“Forty years ago, are you kidding?” asks Birute Galdikas, the world's foremost expert on orangutans. “No. It never occurred to me that this could happen.” As the woman behind the longest continuous study by one principal investigator of any wild mammal in the world, Galdikas taught us practically everything we know about orangutans. She never thought she would be learning the ways in which they are fast becoming extinct.
Galdikas is 64 now. Sitting at her home in Los Angeles, she turns her mind to the past. While a graduate student at UCLA in the late 1960s, Galdikas met paleoanthropologist Dr. Louis Leakey, who funded her studies and sent her out into the wild as he did with Jane Goodall and Dian Fossey. “Leakey's Angels,” the three women are called: Goodall with her chimpanzees, Fossey with her gorillas, Galdikas with her orangutans.
At the time, orangutans were unknown. It was why she chose them.
The first time she saw them in the wild, she felt she was living a dream. She was 25, newly arrived in Borneo. “We knew there were orangutans in the forest. By my second day there, we saw some. But they were on the edge of a deep swamp, so we couldn't follow them.” They mapped out a grid and systematically, painstakingly walked it. Alone in the forest, Galdikas and her then-husband, Rod Brindamour, lived in a bark-walled hut with no telephone and more than a few leeches. Every mosquito bite turned into a festering tropical ulcer. Their cook left. So they ate rice and sardines every day, boiled on an open fire. Their clothes were always wet, and they tried hopelessly to dry them over the flames.

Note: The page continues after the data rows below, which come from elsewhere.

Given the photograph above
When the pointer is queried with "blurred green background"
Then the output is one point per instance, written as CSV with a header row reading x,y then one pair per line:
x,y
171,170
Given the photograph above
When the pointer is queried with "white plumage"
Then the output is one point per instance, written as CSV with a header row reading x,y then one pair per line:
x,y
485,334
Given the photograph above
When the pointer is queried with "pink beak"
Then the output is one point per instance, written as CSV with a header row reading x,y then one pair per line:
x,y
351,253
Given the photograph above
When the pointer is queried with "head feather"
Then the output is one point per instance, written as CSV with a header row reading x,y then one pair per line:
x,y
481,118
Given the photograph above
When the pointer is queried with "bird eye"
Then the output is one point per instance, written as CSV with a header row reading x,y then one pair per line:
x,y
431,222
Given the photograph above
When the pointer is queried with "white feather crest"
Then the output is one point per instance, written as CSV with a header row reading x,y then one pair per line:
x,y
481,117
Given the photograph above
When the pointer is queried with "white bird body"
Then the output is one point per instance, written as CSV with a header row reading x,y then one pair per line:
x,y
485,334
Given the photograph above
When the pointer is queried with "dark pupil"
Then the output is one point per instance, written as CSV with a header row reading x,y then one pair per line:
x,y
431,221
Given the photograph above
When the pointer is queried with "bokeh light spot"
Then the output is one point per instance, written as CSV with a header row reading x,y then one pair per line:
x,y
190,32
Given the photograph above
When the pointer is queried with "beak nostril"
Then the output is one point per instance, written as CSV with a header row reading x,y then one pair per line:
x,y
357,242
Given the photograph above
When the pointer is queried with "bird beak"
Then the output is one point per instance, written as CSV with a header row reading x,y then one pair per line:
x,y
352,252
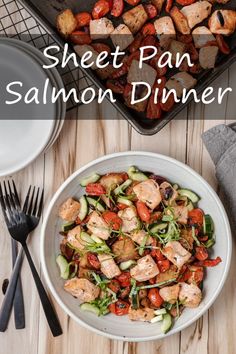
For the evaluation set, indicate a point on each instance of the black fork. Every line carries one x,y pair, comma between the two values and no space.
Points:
19,311
20,224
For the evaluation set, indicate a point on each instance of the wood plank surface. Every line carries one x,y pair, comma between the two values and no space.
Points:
181,139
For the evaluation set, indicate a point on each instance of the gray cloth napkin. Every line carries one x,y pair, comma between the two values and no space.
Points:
220,142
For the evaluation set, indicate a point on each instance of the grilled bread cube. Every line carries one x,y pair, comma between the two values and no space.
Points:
66,23
82,288
69,210
180,20
101,28
190,295
170,293
97,226
176,253
108,266
73,237
180,81
165,30
143,315
84,48
223,22
147,74
197,12
129,218
135,18
138,236
124,250
148,192
201,36
158,4
208,56
122,37
145,269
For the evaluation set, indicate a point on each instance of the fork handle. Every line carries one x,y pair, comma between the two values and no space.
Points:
5,311
49,311
19,310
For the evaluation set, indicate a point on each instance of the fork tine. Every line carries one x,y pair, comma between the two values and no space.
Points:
16,194
25,207
40,205
29,211
36,203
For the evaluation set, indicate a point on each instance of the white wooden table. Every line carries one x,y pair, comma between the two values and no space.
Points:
81,141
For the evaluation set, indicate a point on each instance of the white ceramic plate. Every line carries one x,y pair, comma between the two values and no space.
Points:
120,327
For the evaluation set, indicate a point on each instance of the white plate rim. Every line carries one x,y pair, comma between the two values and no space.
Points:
147,154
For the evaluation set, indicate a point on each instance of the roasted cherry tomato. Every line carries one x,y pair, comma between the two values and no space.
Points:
101,47
115,86
80,37
136,44
112,219
185,2
169,5
124,279
195,217
133,2
143,211
201,253
154,110
117,8
167,106
155,297
148,29
83,19
209,262
164,265
93,261
100,9
151,10
223,46
114,285
95,189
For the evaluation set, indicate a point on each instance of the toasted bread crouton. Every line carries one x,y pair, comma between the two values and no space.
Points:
143,315
69,210
108,266
82,288
180,20
122,36
135,18
101,28
208,56
197,12
66,23
145,269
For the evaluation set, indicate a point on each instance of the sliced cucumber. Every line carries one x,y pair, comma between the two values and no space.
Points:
158,227
83,208
96,204
189,194
90,179
63,266
124,201
86,237
208,225
160,312
123,186
136,175
127,264
167,323
157,319
68,226
91,308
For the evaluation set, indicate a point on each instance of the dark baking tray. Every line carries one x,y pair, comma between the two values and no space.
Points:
46,12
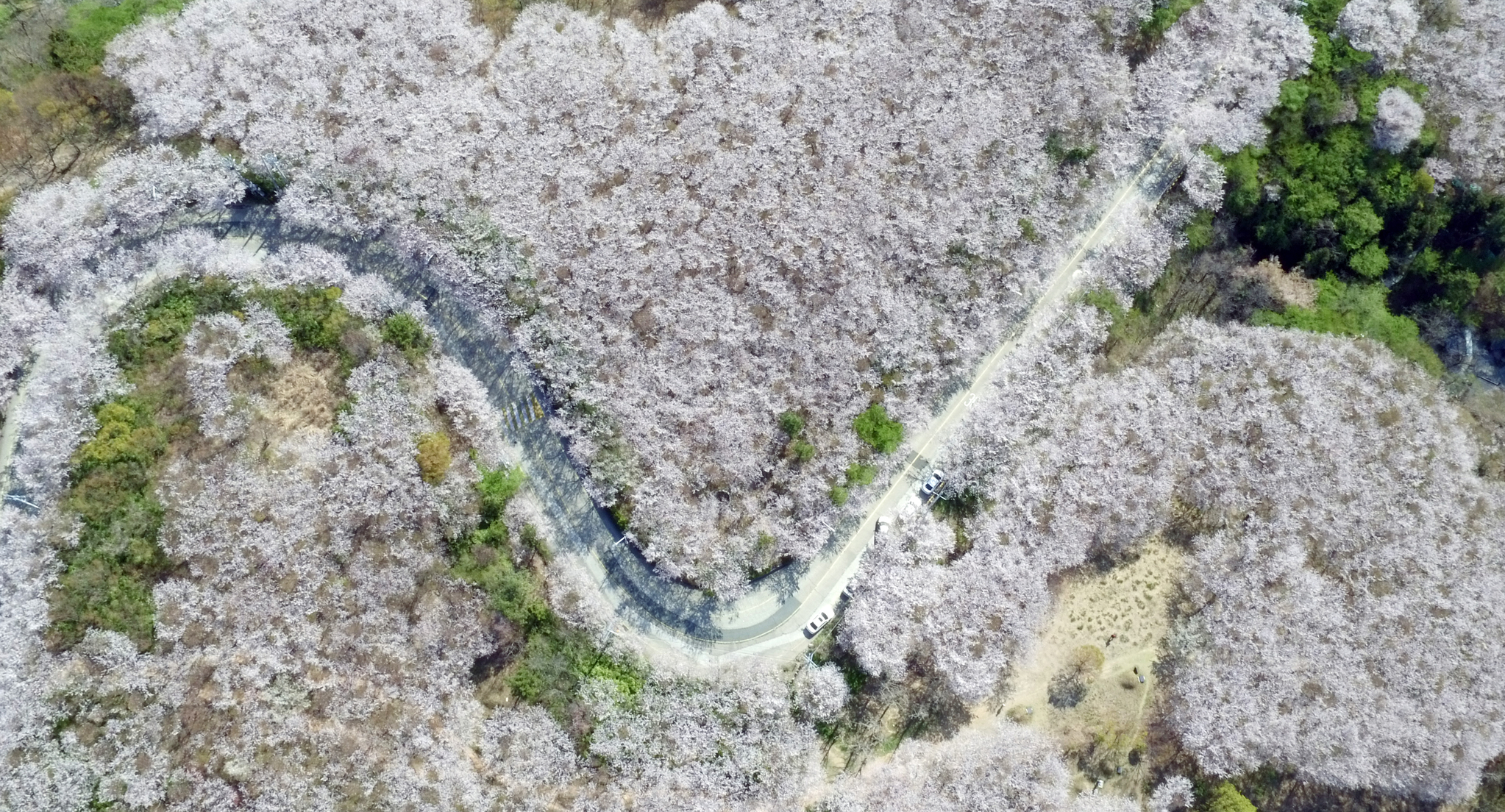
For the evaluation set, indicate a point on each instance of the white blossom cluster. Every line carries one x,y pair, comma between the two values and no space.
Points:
733,216
213,348
1397,119
1345,548
977,770
1382,27
1463,65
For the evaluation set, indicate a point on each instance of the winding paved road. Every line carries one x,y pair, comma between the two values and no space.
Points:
661,616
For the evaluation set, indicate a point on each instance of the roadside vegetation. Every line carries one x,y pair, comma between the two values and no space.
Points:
542,660
59,115
107,577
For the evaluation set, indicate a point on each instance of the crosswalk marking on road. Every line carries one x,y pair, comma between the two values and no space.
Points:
519,414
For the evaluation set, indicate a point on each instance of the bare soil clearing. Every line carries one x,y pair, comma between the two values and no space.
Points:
1123,614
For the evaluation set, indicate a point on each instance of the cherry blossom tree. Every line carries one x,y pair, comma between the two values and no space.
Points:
1397,121
1008,767
1384,27
697,227
1459,59
1342,535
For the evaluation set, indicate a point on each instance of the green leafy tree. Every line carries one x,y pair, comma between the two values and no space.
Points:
407,334
1356,310
878,430
1225,797
92,24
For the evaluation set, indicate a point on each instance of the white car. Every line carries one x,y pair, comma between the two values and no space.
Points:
821,620
936,477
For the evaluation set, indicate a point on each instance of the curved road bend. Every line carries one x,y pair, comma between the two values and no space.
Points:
663,616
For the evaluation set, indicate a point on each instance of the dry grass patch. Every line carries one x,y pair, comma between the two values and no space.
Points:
1083,680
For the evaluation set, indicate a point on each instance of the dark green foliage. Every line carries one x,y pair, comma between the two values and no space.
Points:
861,474
1132,328
878,430
107,578
92,24
1028,230
555,659
318,322
1345,208
264,187
166,322
315,318
1200,230
1225,797
496,489
1164,15
1066,154
407,334
1356,310
792,423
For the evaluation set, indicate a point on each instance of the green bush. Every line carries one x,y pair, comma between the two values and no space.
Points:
878,430
791,423
315,318
1342,207
107,578
496,489
1162,17
861,474
163,324
407,334
79,46
434,456
1225,797
1356,310
1028,230
555,659
1064,154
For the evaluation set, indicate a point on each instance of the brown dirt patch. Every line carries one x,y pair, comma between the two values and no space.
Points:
1103,727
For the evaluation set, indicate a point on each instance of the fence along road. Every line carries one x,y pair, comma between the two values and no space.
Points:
658,614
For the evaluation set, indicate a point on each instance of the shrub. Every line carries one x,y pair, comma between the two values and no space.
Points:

“Rod's jeans caught on fire,” she remembers, smiling. “A leg burned off. And we only had two pairs of clothes each. He had to walk around like that.”
Pretty soon, orangutans had moved in with them in their hut and were slowly tearing it apart, bit by bit. Galdikas lived that way for years.
Then things got bad. In the 1990s it became obvious that palm oil was the problem. Palm trees are being harvested and the oil used in many products, including lipstick, soap, shampoo and machine lubricant. This is decimating the orangutans' forest habitat.
“The solution is not to buy palm oil and eat olive oil. But palm oil is so lucrative that it's been said it's just a license to print money.”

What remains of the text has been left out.